Professeur ?

Aly.

Professeur, 

Je me permet de vous écrire car je ne vous ai pas vu lors de la conférence, ce qui je vous avoue m'a quelque peu attristé. J'avais d'autres questions à vous poser, en plus de celles laissées en suspend, lors de notre dernier entretien. Je vous avouerai aussi ne pas y avoir trouver les réponses, malgré les avoirs assidûment cherchées. 

Professeur, ne trouvez vous pas l'humanité égoïste ? Je les regarde tous ces gens vous savez, je les regarde plus qu'ils ne le font. Je les vois ces gens qui se plaignent à longueur de temps alors qu'ils ont tout, absolument tout, peut-être même plus qu'il ne leurs en faudrait, j'les ai vue ces gosses capricieux qui martèlent le sol de leurs pieds d'acier et qui s'injurent affectueusement. 

Juste a côté d'eux y'a cette mère et ces deux gamins assis par terre, elle attend cet élan humanitaire venu de celui qui voudra lui donner quelques pièces. Mais qui la voit ? Tout le monde professeur, tout le monde la voit, vous comme moi, mais en revanche qui lui prête un minimum d'attention ? Personne. 

Après tout, c'est toujours le même refrain. Nike air vodka, sac à main et ça ira mieux demain. 

Encore une fois, je prétend pas être mieux qu'eux, j'suis coincée dans mon dépotoir vital un peu trop volumineux. Mais je peux pas demander de l'aide aux autres. J'peux pas. 

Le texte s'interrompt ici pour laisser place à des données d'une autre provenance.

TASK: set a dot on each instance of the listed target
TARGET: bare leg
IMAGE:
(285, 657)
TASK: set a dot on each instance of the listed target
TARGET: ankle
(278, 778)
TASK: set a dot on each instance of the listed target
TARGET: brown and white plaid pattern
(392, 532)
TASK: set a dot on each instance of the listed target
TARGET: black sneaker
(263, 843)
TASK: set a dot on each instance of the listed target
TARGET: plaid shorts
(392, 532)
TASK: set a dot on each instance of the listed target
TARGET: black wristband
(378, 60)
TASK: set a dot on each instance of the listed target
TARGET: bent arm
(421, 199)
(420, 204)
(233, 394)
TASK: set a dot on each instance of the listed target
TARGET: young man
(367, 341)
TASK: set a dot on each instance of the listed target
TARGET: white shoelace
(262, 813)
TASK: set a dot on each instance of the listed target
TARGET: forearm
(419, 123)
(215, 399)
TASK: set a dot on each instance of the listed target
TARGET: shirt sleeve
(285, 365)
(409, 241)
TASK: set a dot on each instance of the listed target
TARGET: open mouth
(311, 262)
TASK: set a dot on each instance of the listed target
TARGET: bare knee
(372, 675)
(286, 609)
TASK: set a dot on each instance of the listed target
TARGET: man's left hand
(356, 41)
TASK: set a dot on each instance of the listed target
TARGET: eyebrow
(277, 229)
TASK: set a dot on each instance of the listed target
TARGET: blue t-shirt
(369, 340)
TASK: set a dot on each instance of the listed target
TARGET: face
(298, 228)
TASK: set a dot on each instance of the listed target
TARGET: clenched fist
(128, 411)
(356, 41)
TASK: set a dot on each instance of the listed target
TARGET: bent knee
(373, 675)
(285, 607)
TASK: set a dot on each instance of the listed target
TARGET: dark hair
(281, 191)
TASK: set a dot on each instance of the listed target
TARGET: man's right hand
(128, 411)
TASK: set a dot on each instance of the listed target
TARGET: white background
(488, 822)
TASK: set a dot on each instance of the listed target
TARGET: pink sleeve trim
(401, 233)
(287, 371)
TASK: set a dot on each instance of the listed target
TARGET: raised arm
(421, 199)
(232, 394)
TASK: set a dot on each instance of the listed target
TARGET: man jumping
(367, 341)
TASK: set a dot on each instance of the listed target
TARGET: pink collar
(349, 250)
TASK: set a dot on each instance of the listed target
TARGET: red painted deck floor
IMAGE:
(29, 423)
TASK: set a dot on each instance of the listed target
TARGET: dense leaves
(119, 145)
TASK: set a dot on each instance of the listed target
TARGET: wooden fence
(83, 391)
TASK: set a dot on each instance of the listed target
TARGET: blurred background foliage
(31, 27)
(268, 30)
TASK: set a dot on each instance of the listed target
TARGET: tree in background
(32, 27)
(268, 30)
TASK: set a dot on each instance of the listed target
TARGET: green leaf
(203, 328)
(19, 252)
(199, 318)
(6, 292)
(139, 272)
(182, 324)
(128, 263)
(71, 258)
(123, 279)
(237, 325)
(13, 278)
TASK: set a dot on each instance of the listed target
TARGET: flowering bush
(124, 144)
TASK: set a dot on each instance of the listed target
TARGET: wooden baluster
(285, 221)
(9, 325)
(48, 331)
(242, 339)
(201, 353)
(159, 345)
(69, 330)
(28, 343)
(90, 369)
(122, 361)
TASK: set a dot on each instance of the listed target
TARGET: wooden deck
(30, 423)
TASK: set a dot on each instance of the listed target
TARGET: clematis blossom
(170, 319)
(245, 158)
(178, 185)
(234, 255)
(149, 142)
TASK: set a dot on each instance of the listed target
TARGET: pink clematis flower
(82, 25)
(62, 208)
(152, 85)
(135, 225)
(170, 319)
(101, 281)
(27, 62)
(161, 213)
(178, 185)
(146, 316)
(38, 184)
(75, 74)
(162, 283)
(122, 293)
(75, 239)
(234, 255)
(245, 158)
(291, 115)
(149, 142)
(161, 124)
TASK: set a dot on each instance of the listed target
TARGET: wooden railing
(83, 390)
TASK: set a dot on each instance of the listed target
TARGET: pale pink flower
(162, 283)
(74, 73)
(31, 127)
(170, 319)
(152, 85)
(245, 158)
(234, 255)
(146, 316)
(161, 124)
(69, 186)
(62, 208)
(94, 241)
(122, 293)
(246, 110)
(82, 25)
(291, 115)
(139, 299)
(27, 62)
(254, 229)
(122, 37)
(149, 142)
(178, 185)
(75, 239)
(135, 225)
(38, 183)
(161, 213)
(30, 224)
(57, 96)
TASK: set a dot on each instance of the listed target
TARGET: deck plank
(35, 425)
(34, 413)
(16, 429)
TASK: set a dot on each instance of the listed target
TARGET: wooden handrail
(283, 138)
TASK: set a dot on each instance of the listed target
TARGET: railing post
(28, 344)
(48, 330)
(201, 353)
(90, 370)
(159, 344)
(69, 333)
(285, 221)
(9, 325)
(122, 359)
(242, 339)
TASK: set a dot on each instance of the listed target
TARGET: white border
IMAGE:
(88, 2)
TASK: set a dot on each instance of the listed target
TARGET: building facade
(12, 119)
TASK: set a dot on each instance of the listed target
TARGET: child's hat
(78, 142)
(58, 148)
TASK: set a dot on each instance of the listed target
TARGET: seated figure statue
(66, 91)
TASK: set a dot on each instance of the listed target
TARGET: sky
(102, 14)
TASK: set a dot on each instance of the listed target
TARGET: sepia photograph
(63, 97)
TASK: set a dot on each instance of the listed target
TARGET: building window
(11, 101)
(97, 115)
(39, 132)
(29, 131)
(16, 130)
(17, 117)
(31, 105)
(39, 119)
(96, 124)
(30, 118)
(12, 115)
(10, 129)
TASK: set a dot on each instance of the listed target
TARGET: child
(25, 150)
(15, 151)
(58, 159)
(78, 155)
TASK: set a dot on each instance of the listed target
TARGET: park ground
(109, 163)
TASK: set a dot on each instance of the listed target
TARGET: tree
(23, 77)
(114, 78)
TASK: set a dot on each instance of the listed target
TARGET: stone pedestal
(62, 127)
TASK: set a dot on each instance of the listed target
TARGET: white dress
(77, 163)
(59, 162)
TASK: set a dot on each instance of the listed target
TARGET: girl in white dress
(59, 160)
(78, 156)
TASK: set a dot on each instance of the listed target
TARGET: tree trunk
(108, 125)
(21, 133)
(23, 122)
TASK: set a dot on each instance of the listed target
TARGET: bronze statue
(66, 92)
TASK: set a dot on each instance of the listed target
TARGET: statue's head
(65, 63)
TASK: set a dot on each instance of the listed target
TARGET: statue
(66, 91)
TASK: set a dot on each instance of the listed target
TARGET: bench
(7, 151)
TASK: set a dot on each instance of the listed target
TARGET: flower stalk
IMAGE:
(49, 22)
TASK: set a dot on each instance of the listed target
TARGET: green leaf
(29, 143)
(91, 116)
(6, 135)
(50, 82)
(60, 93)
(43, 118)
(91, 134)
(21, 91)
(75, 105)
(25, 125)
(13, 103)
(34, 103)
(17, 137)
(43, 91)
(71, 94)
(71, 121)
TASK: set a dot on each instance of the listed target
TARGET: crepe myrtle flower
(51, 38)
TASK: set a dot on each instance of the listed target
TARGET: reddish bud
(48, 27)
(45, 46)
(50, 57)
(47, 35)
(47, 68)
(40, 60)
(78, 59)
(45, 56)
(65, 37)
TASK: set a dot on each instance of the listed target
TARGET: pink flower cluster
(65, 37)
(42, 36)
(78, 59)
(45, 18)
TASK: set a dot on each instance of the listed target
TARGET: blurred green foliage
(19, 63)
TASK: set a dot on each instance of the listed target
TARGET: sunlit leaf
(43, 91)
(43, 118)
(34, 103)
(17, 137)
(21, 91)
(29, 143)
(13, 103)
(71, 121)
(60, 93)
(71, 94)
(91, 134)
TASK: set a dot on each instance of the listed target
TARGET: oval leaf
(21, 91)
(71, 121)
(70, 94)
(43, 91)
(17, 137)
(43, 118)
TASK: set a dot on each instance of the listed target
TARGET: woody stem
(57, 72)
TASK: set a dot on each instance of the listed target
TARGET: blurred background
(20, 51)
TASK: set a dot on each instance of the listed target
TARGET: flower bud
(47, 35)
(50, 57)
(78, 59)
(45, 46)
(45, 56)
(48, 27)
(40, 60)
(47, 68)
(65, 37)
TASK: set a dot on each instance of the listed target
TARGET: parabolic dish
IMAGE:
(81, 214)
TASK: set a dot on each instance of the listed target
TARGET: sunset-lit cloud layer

Vous savez c'est quoi le problème avec les autres ? C'est qu'une fois qu'ils sont rentrer dans votre vie, vous leurs accordez à tous plus ou moins d'importance. 

Et après c'est foutu, parce que vous vous sentez obligé d'être à la hauteur de ce qu'ils attendent de vous, plus que ce que vous en attendez de vous même. Faut pas les décevoir les autres, on a pas envie qu'ils soient déçu. Parce qu'après on nous pointe du doigt comme de vulgaires débris, des déchets, des moins que rien. 

Alors on fait de notre mieux et on fait ce qu'on peut. Mais on peut pas toujours être à la hauteur de tout, on n'est pas des machines, on est que des gosses dans le fond. On a le coeur en torchon mais on continue d'en faire toujours plus, pour les autres. 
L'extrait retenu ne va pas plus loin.